Uva Mira Single Vineyard Chardonnay 2008
11 months in older barrels, from an elevated site. Matthew says this gives minerality. Very clean, mineral nose with just a trace of honey. The palate has a beautiful pitch, the fruit crystal clear and the acidity a point. Beautifully pitched wine. 91/100. See all stockists on wine-searcher.
Tamberskloof Syrah 2006
Co-ferment of Syrah and Viognier grapes that are picked together. Big, meaty, peppery nose, with a certain density and just a little kirsch-like lift. The palate has a bloody and gamey edge to very ripe, but not heavy fruit. It keeps fine acidity and very fine tannins. 91/100.
Rust en Vrede Shiraz 2006
Big, immediately ripe and rich, chocolaty nose, with lots of blueberry and fat, sweet plum. there is some pepper and spice too. The sweet, full ripeness has huge depth, with black fruit, sweetness, depth and still a nice edge of structure. 91/100. Rust en Vrede’s UK agent is Seckford Agencies. See all stockists on wine-searcher.
Rust en Vrede Cabernet Sauvignon 2007
Another big, sweet nose with masses of blackberry and sweet, very fine fruit, the fruit is rich and ripe, just beautiful. 92/100.
Uva Mira 2006
Fruit from all the specific single vineyard blocks. Big and meaty, with smoky and cedary nuances and a bloody, gamey depth. Fantastic depth of fruit. There’s a silky finesse to the tannins, with very fine balance. Superb length and clarity again in a very fine wine. 93/100.
Rust en Vrede Estate 2006
Cabernet Sauvignon dominated blend with Syrah and Merlot. Big, cedary, brackeny and earthy nose that is highly aromatic. A touch of charcoally schist but fine cassis fruit. The palate has an opulence and suede-like, very silky tannins. Lovely silkiness and glycerine richness, but despite that and the alcohol (15.5ABV) it does have balance and elegance. 92/100.
Rust en Vrede 1694
Named after the year the estate was founded. 54% Shiraz with Cabernet, 3600 bottles produced. A big, dusty, smoky black fruit nose. Some meatiness, but still about the fruit. The oak is prominent on nose and palate, a heavy sheen of vanilla and coffee but the fruit is lovely. Huge, but delicious. 92/100.
Rust en Vrede Syrah 2007
Beautiful, lifted perfume with basil and sage and some gamy perfume. Lovely purity on the palate, with racy red fruit. Plenty of chocolate and depth, but great length. 92/100.

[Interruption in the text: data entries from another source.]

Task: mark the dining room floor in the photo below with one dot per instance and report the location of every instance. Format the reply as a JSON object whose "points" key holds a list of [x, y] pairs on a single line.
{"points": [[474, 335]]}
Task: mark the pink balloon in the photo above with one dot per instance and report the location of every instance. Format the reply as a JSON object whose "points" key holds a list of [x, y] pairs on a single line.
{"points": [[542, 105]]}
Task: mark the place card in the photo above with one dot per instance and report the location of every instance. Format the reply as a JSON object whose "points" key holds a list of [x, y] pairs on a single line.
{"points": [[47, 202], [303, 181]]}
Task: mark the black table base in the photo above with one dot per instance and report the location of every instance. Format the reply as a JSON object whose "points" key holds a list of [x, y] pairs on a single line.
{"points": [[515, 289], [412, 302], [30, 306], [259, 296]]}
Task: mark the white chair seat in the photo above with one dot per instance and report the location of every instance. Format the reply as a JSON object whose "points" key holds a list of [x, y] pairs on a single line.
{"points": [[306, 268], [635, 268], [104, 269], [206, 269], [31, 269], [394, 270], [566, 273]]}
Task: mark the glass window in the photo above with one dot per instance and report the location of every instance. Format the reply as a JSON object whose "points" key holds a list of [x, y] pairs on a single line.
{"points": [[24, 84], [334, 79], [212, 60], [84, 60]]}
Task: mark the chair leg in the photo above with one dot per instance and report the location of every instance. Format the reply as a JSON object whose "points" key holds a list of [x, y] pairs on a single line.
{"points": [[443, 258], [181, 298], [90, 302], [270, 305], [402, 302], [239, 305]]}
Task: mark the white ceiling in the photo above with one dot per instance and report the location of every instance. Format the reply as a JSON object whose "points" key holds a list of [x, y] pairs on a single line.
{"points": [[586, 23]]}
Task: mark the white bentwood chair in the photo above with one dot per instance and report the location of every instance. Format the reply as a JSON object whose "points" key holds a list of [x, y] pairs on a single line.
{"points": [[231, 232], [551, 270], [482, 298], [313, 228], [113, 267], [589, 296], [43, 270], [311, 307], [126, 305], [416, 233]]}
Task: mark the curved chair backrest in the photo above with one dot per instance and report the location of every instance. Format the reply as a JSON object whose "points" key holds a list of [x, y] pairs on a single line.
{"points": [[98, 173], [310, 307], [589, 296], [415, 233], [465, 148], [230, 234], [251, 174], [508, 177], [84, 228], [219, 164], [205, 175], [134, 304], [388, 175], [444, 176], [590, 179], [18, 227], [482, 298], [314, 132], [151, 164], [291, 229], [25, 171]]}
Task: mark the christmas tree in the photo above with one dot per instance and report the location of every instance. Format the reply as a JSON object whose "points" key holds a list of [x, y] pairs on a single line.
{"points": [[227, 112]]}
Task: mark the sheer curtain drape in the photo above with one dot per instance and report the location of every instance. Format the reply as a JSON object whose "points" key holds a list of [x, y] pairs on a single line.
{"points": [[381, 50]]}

Le Riche Cabernet Sauvignon 2006
French oak, 30% new, for 18 months. Slightly baked, maybe slightly reduced quality here. A certain meatiness. On the palate a lot more sweetness and voluptuous roundness comes through. The palate has a lovely fruit purity, the tannins are very plush, the spiciness really grips but a chocolaty, dark fruit coats the palate, the acidity stays pert and this has a big impact on the finish with mouthfilling weight but clarity too. 91/100. £13 – £16, UK Agent for Le Riche is Boutinot. See all stockists on wine-searcher.
Le Riche Cabernet Sauvignon Reserve 2006
Comes from older vines giving smaller berries, much of it bush vine. Open fermenters with punch down. Then capped and macerates at low temperature for two weeks. French oak, 70% new, for 24 months. Slightly more light and shade about this on the nose, less of the baked plummy note. More cedary finesse and a touch of lovely cab leafiness. The palate has lovely juicy freshness and really nice fruit, it has a great blackcurrant tartness to the fruit that keeps it nimble on the mid-palate, and the spice and chocolate of the regular wine pushes in, giving this lovely plushness too. 92/100. £16 – £20.